Session Abolition

I’ve been going through my bookcase; on orders from a higher-being, to weed out old, redundant books and make way for… well, I’m not entirely sure what, but anyway, it’s not been very successful.

I came across an old copy of Release It! by Michael T. Nygard and started flicking through, chuckling occasionally as memories (good and bad) surfaced. It’s an excellent book but made me stop and think when I came across a note reading:

Serve small cookies
Use cookies for identifiers, not entire objects. Keep session data on the server, where it can't be altered by a malicious client.

There’s nothing fundamentally wrong with this other than it chimes with a problem I’m currently facing and I don’t like any of the usual solutions.

Sessions either reside in some sort of stateful pool; persistent database, session management server, replicated memory etc., or more commonly exist stand-alone within each node of a cluster. In either case load-balancing is needed to route requests to the home node where the session exists (delays in replication means you can’t go to any node even when a stateful pool is used). Such load-balancing is performed by a network load-balancer, reverse proxy, web-server (mod_proxy, WebSphere plugin etc.) or application server and can work using numerous different algorithms; IP based routing, round-robin, least-connections etc.

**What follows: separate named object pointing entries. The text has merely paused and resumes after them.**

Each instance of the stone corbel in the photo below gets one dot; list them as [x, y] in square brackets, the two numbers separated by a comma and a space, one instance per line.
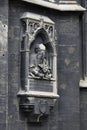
[65, 5]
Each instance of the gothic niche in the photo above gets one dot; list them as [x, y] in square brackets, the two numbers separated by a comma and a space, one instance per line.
[38, 91]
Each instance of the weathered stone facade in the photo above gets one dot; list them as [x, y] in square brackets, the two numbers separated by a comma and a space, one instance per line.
[70, 109]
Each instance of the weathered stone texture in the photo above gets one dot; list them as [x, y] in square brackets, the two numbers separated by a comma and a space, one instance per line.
[66, 113]
[3, 63]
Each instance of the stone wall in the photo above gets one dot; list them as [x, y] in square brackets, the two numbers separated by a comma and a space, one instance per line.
[66, 114]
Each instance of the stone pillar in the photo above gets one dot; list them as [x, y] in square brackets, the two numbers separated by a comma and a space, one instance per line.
[3, 64]
[83, 82]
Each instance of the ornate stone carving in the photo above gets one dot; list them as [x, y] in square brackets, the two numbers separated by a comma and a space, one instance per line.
[38, 66]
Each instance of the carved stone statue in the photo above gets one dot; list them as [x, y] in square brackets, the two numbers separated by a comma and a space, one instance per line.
[39, 67]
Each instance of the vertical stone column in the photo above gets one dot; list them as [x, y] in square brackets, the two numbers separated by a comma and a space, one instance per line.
[3, 64]
[83, 82]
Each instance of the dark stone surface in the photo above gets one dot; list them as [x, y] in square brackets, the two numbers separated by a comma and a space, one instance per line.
[83, 108]
[3, 63]
[66, 113]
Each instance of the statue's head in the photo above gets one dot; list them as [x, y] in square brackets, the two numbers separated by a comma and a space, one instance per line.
[40, 48]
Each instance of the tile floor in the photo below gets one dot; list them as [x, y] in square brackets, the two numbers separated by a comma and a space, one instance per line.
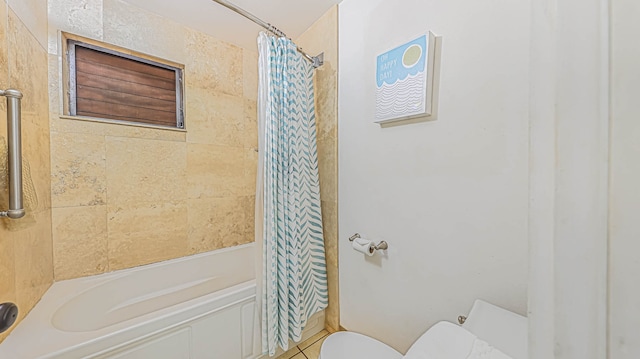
[309, 349]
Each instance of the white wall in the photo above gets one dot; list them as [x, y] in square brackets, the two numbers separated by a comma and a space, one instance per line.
[569, 156]
[624, 235]
[449, 196]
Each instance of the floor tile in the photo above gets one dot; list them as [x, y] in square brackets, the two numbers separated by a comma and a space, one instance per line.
[307, 343]
[292, 352]
[313, 351]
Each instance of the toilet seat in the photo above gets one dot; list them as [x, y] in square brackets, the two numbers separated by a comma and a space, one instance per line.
[349, 345]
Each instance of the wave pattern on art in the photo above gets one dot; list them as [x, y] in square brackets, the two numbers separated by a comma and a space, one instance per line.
[401, 99]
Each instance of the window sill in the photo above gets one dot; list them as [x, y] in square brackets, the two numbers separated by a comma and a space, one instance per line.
[122, 123]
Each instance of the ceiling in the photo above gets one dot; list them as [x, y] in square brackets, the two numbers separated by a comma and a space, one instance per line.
[291, 16]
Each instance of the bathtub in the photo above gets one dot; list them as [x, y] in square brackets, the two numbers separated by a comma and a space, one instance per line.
[202, 306]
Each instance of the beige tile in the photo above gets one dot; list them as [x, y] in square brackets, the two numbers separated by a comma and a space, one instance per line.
[34, 261]
[248, 204]
[79, 17]
[33, 13]
[330, 229]
[322, 36]
[28, 67]
[146, 232]
[328, 170]
[35, 145]
[4, 53]
[78, 170]
[216, 171]
[250, 74]
[55, 85]
[213, 64]
[216, 223]
[250, 171]
[251, 124]
[215, 118]
[326, 85]
[79, 241]
[332, 313]
[143, 31]
[7, 270]
[309, 342]
[62, 124]
[145, 170]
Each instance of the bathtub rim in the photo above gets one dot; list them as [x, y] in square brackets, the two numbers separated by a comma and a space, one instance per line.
[52, 342]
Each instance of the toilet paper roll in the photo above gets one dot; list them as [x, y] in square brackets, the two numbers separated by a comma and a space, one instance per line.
[364, 246]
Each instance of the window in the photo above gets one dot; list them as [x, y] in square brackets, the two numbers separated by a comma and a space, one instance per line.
[109, 84]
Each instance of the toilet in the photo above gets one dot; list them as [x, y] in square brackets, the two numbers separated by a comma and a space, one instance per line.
[488, 330]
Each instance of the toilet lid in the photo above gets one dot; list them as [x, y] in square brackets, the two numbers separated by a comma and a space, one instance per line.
[349, 345]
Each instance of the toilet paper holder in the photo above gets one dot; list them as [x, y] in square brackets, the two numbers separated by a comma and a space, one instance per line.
[380, 246]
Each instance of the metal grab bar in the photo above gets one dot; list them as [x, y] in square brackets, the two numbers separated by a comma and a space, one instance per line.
[14, 141]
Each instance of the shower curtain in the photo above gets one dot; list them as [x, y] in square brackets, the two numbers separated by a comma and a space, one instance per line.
[288, 216]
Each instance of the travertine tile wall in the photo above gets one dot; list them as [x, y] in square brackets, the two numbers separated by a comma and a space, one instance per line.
[125, 196]
[323, 37]
[26, 265]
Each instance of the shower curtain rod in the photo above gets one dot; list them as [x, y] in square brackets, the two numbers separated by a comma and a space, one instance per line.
[317, 61]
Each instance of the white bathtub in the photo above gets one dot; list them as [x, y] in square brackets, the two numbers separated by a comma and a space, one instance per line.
[200, 306]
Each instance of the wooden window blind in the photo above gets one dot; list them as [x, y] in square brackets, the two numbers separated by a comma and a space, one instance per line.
[112, 85]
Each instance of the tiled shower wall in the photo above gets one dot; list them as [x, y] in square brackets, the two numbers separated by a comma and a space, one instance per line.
[26, 268]
[124, 196]
[323, 37]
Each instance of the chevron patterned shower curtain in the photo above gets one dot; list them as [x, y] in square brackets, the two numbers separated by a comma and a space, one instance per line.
[294, 276]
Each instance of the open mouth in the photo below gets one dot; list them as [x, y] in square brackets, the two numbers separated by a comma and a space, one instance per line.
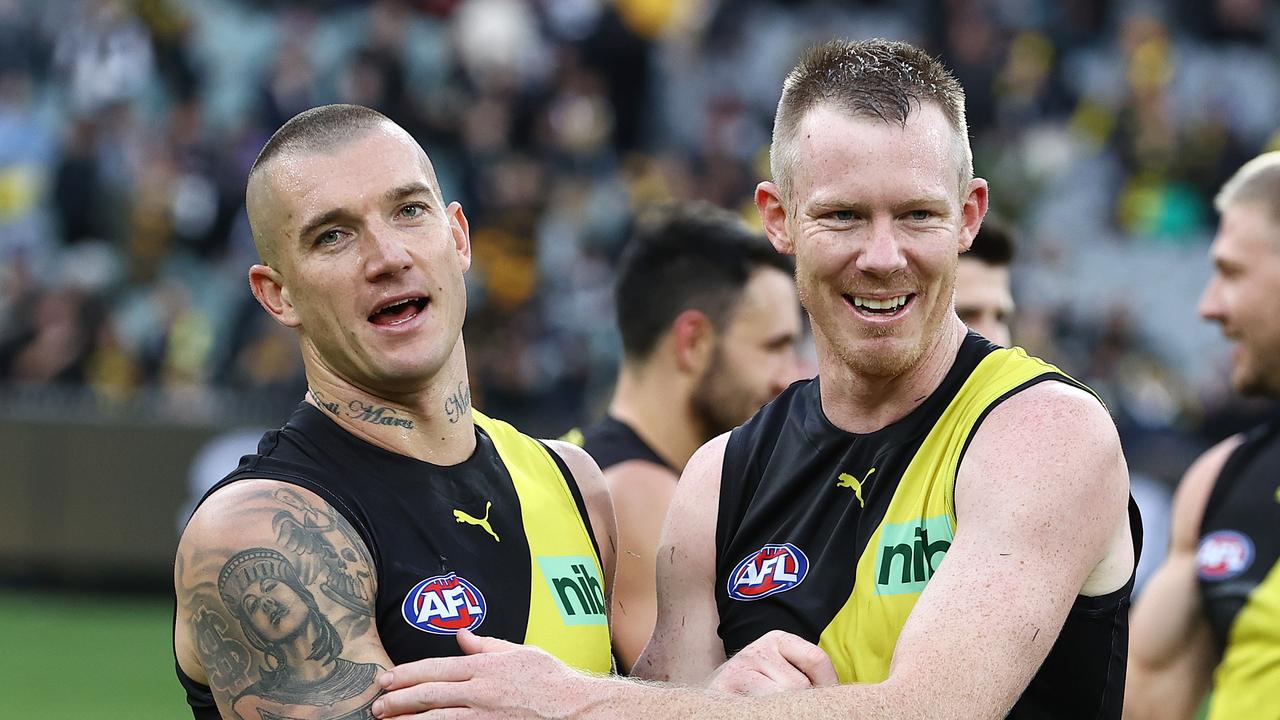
[398, 311]
[882, 308]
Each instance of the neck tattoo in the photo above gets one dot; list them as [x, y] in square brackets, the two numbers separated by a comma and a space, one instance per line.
[362, 411]
[458, 404]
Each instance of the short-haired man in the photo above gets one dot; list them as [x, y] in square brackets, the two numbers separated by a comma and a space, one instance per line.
[385, 516]
[984, 297]
[709, 323]
[949, 520]
[1210, 616]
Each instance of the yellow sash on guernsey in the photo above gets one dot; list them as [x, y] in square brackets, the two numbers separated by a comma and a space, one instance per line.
[566, 601]
[917, 529]
[1247, 680]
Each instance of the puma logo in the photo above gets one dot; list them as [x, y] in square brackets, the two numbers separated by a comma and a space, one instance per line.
[848, 481]
[483, 522]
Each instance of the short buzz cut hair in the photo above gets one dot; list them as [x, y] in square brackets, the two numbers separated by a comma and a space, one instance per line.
[685, 256]
[1257, 181]
[873, 78]
[993, 245]
[310, 131]
[319, 128]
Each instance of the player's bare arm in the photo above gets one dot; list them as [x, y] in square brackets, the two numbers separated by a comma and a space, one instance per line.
[685, 646]
[599, 506]
[1171, 651]
[641, 492]
[1042, 501]
[275, 606]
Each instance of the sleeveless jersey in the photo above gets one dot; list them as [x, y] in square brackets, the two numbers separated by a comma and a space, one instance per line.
[1238, 564]
[832, 536]
[535, 579]
[611, 441]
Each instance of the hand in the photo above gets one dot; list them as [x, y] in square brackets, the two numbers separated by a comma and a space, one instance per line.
[775, 662]
[494, 679]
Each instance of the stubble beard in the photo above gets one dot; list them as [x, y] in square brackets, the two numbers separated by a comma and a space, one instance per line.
[882, 364]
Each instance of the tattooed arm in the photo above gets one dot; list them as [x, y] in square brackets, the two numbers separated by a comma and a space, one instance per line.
[275, 606]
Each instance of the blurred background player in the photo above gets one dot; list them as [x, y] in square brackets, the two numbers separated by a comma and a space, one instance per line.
[984, 296]
[1211, 614]
[709, 323]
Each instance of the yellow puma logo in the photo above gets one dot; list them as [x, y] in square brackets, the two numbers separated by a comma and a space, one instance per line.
[848, 481]
[483, 522]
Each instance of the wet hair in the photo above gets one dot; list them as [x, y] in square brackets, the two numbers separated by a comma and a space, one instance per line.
[319, 128]
[310, 131]
[685, 256]
[873, 78]
[1257, 181]
[993, 245]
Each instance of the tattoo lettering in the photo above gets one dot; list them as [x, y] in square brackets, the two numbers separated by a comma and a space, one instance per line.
[378, 415]
[458, 404]
[225, 660]
[269, 624]
[324, 402]
[364, 411]
[328, 551]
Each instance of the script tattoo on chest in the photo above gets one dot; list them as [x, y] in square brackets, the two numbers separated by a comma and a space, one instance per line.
[364, 411]
[458, 404]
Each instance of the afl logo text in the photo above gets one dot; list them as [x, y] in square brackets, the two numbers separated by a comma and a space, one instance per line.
[1224, 555]
[444, 605]
[769, 570]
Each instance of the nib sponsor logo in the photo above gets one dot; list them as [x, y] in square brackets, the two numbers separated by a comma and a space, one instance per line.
[769, 570]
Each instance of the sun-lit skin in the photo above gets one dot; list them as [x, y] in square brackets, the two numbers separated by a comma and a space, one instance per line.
[1240, 295]
[352, 229]
[983, 299]
[876, 215]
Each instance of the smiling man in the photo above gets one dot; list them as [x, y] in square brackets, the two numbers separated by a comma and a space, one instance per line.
[949, 520]
[385, 515]
[1211, 614]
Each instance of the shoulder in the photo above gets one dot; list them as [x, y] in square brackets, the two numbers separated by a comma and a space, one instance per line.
[1193, 491]
[1051, 441]
[595, 495]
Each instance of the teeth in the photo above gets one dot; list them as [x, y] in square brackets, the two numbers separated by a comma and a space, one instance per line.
[873, 304]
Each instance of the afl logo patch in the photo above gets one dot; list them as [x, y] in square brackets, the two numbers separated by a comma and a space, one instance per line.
[1224, 555]
[769, 570]
[444, 605]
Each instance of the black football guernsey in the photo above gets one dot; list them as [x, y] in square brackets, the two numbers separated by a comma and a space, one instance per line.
[530, 575]
[832, 536]
[1238, 565]
[611, 441]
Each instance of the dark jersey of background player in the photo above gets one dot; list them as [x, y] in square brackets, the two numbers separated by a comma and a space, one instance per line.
[984, 297]
[709, 323]
[1210, 616]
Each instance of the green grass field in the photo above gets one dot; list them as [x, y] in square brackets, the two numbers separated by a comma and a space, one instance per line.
[73, 656]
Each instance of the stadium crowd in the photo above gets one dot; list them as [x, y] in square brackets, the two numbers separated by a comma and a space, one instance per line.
[127, 130]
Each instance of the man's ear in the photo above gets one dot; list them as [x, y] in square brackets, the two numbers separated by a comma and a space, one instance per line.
[773, 217]
[694, 341]
[268, 287]
[461, 229]
[972, 213]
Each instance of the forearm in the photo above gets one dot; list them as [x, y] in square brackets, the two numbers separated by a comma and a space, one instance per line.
[631, 700]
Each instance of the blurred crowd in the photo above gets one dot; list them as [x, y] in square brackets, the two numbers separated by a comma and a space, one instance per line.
[127, 130]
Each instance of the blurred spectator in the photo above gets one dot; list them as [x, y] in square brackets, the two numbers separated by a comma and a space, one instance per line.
[127, 128]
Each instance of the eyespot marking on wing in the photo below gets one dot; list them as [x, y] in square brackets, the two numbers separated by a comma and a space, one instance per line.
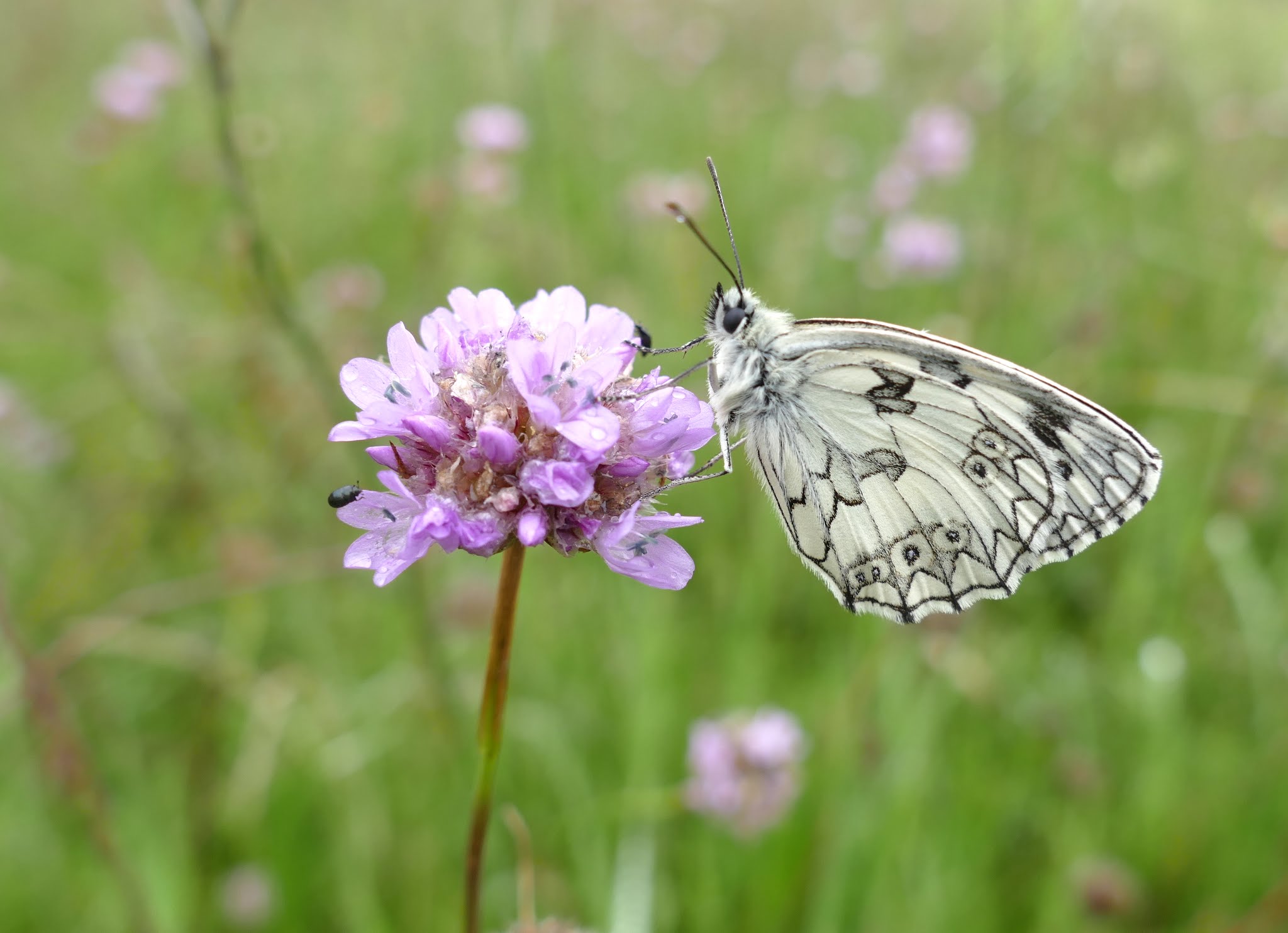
[952, 442]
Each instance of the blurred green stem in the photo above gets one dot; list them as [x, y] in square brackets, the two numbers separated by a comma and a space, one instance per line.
[271, 281]
[69, 766]
[491, 720]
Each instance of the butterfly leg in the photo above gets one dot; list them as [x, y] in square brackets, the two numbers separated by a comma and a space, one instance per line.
[629, 397]
[652, 351]
[699, 475]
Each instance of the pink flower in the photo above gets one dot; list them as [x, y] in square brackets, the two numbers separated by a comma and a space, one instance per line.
[921, 248]
[126, 94]
[940, 141]
[492, 128]
[743, 769]
[131, 89]
[519, 425]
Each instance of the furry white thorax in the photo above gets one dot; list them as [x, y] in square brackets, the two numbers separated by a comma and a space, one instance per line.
[746, 377]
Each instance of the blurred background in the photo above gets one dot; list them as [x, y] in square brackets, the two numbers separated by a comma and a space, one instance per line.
[208, 725]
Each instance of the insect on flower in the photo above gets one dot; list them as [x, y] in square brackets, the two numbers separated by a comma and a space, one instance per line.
[521, 425]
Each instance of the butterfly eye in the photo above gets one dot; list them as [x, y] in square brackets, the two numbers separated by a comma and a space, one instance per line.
[733, 317]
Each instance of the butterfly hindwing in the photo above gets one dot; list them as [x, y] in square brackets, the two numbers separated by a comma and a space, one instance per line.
[916, 475]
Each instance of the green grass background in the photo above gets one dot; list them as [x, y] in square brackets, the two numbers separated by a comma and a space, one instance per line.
[243, 700]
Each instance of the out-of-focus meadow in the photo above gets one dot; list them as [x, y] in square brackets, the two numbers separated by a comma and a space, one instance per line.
[216, 721]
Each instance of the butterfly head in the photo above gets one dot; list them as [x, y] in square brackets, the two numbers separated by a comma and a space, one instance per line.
[732, 311]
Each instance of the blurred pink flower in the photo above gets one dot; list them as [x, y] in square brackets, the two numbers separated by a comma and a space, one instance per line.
[745, 769]
[492, 128]
[126, 94]
[921, 248]
[648, 194]
[156, 61]
[940, 141]
[130, 89]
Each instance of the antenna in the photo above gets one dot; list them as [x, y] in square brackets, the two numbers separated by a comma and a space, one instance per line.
[688, 222]
[715, 180]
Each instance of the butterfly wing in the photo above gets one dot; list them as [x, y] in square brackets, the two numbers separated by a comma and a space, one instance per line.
[918, 475]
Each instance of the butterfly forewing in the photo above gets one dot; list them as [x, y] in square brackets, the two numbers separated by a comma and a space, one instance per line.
[918, 475]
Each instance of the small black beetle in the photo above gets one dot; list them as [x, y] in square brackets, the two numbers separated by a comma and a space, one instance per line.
[343, 496]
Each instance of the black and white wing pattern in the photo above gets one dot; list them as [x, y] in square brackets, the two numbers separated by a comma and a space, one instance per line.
[918, 475]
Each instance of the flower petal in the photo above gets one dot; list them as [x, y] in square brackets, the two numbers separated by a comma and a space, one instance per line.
[593, 430]
[499, 444]
[557, 483]
[533, 527]
[365, 381]
[438, 433]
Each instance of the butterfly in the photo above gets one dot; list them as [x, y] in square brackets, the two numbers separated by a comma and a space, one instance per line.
[913, 474]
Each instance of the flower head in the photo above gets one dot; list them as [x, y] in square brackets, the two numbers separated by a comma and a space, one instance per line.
[745, 769]
[519, 425]
[492, 128]
[130, 91]
[940, 141]
[921, 248]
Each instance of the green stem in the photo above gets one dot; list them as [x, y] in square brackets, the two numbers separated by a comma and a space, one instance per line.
[491, 720]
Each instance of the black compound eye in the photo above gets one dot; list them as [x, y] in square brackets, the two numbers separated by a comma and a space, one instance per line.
[733, 317]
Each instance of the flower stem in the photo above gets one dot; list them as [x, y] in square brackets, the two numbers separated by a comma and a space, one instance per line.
[491, 719]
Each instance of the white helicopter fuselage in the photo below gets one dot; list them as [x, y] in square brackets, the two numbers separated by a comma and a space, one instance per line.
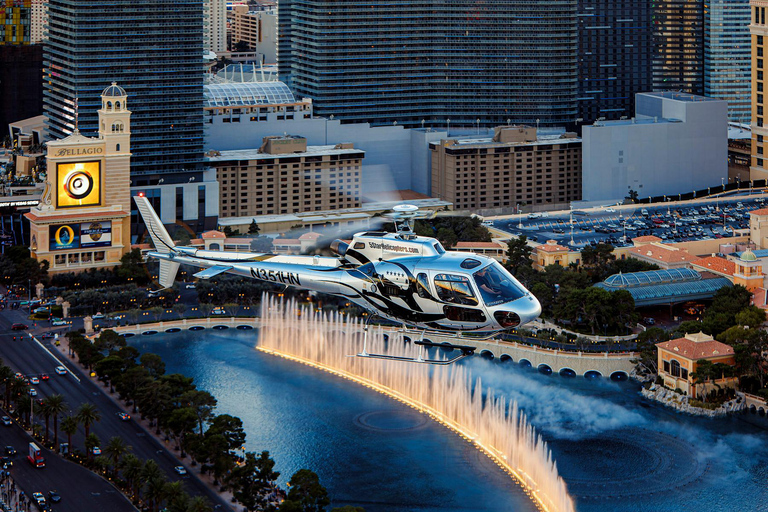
[399, 276]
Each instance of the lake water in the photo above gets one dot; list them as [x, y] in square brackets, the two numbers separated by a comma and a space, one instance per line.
[616, 451]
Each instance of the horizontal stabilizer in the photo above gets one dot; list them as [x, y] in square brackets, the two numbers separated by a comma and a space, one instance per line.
[212, 271]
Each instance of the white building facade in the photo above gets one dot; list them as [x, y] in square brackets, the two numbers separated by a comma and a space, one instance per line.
[676, 143]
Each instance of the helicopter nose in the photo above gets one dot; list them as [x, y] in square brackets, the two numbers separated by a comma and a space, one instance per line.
[519, 312]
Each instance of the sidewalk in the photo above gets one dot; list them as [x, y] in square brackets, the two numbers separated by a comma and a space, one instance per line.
[226, 496]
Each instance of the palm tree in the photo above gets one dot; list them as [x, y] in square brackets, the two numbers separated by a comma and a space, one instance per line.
[115, 449]
[88, 414]
[6, 376]
[55, 405]
[69, 426]
[132, 469]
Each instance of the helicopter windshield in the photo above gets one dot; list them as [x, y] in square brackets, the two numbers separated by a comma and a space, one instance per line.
[496, 286]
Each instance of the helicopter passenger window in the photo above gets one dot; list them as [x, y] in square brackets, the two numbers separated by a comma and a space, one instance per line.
[454, 289]
[423, 286]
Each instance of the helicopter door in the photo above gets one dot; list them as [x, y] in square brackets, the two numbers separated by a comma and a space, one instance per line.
[456, 290]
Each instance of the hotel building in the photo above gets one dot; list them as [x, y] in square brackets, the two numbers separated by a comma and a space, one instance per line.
[515, 167]
[286, 176]
[83, 219]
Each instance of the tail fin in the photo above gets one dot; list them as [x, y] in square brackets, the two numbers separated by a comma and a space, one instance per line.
[161, 239]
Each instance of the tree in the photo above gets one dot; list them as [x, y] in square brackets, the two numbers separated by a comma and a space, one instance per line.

So in my solution I now need some sort of load-balancer – more components, joy! But even worse, it’s creating havoc with reliability. Each time a node fails I lose all sessions on that server (unless I plumb for a session-management-server which I need like a hole in the head). And nodes fails all the time… (think cloud, autoscaling and hundreds of nodes).

So now I’m going to kind-of break that treasured piece of advice from Michael and create larger cookies (more likely request parameters) and include in them some every-so-slightly-sensitive details which I really shouldn’t. I should point out this isn’t is criminal as it sounds.

Firstly the data really isn’t that sensitive. It’s essentially routing information that needs to be remembered between requests – not my credit card details.

Secondly it’s still very small – a few bytes or so but I’d probably not worry too much until it gets to around 2K+ (some profiling required here I suspect).

Thirdly, there are other ways to protect the data – notably encryption and hashing. If I don’t want the client to be able to read it then I’ll encrypt it. If I don’t mind the client reading the data but want to make sure it’s not been tampered with, I’ll use an HMAC instead. A JSON Web Token like format should well work in most cases.

Now I can have no session on the back-end servers at all but instead need to decrypt (or verify the hash) and decode a token on each request. If a node fails I don’t care (much) as any other node can handle the same request and my load balancing can be as dumb as I can wish.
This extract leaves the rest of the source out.